Шрифт:
Интервал:
Закладка:
10 мая 1954 года итало-американский Трудовой Совет устанавливает Балабановой ежемесячное пособие в размере пятидесяти долларов. Антонини ежемесячно присылает ей чек. Последний пришел в сентябре 1958 года: она получила его в Риме по адресу: Азуни, 9, одному из многочисленных временных адресов, где почти восьмидесятилетняя Анжелика жила как цыганка. Потом, вероятно, заботу о ней взял на себя Сарагат, очевидно, на деньги партии. На этот же адрес ей приходит письмо от Голды Меир, министра иностранных дел и восходящей звезды израильской политики: она приглашает Анжелику на десятую годовщину основания государства Израиль[628].
Уже много лет Анжелика мечтает посетить землю Давида: там, среди выживших в Холокосте, есть много товарищей, с которыми она познакомилась в первые десятилетия века и во время своих американских поездок. И вот, несмотря на возраст и недуги, в 1958 году она садится в самолет и летит, чтобы обнять Бен-Гуриона и Голду Меир. Между ними устанавливается крепкая, братская дружба. Балабанова всегда и во всем будет поддерживать политику Израиля. За рубежом Анжеликой восхищаются, ей помогают, ставят ее на пьедестал, а на второй родине она оказывается на втором плане.

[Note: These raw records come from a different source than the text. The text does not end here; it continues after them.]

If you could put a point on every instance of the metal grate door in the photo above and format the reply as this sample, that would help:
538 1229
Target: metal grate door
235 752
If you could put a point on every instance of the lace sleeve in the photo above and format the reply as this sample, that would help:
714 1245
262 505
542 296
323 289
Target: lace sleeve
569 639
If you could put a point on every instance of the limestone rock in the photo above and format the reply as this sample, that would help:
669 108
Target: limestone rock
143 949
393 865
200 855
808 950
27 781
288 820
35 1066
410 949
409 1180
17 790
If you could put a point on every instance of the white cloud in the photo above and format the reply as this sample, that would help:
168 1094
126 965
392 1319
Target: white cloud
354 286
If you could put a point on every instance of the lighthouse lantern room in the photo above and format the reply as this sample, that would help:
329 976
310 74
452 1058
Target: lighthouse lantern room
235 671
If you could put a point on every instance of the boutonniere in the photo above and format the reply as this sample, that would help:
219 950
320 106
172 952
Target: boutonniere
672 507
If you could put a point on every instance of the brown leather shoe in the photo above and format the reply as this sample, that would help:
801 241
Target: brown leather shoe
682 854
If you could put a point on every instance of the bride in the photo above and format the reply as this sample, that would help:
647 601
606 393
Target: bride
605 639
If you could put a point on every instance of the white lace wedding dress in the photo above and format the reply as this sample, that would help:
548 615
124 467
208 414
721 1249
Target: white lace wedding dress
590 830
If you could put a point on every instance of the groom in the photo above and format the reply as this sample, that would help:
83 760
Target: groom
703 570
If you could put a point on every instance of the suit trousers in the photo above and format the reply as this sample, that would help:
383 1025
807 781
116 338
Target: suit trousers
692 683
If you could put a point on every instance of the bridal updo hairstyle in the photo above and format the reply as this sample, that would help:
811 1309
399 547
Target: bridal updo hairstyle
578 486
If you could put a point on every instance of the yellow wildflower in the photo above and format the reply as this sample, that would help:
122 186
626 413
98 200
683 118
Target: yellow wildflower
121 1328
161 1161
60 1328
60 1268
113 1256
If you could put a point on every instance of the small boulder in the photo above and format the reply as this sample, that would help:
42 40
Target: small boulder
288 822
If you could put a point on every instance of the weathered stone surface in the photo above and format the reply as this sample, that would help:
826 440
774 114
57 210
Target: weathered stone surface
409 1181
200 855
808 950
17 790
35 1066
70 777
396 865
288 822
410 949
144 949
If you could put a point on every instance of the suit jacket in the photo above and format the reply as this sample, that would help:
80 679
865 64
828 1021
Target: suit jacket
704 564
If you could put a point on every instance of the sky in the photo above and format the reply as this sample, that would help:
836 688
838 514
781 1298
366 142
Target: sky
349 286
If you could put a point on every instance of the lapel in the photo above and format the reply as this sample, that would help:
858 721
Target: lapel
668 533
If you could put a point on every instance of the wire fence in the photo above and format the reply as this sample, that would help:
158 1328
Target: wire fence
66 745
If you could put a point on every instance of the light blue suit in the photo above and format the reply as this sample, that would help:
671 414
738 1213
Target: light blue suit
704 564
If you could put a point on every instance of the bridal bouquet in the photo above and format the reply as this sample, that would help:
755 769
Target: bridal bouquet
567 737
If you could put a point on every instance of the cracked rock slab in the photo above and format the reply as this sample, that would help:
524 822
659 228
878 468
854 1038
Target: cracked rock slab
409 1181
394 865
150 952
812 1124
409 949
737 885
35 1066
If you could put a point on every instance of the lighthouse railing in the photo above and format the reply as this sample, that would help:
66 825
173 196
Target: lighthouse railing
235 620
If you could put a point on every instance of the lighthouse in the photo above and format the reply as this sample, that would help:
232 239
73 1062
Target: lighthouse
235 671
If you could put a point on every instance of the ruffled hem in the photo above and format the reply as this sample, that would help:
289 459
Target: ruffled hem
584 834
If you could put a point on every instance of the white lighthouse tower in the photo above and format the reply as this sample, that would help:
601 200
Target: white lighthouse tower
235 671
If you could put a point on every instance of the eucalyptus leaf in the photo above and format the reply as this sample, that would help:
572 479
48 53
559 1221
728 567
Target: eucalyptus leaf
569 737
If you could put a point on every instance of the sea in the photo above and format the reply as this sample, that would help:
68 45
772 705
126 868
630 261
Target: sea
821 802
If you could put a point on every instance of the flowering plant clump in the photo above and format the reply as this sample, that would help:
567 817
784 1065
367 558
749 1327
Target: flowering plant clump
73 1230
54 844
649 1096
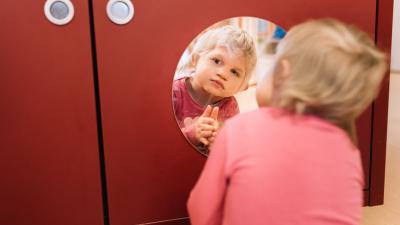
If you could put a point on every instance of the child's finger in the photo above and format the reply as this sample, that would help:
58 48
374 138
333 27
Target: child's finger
207 120
214 113
206 133
207 111
207 127
204 141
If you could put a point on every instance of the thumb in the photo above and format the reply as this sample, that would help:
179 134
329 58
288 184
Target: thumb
214 113
207 111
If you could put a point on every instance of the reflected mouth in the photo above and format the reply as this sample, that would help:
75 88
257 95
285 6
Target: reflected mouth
218 83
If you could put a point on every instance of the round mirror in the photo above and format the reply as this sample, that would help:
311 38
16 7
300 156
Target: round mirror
217 74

Новые партийные руководители-карьеристы больше не приглашают ее даже для того, чтобы усмирить гнев Сарагата. Раньше, когда «вождь» сердился, достаточно было привести к нему Анжелику, и она успокаивала его цитатой из «Фауста» на немецком языке. Но после своего избрания 28 декабря 1964 года президентом республики, Сарагат разорвал с ней всякую связь. Однако он предоставил ей партийную машину для выездов, которые она делала все реже и реже, поскольку не могла выносить римских пробок и партийного водителя Ромолетто. Последний часто отказывался приезжать за ней, потому что она постоянно ворчала, утомляя его выпадами в адрес «бандитов», управляющих партией. Однажды Ромолетто повез ее на собрание молодых социал-демократов, и вместо того, чтобы вселить в них оптимизм в отношении будущего СПИТ, Анжелика яростно обвиняла лидеров партии в карьеризме, обогащении и оппортунизме: «Перед секциями ИСДП[629] нужно поставить табличку с надписью “Оставь надежду всяк сюда входящий”»[630]. Удрученный водитель отвез ее домой.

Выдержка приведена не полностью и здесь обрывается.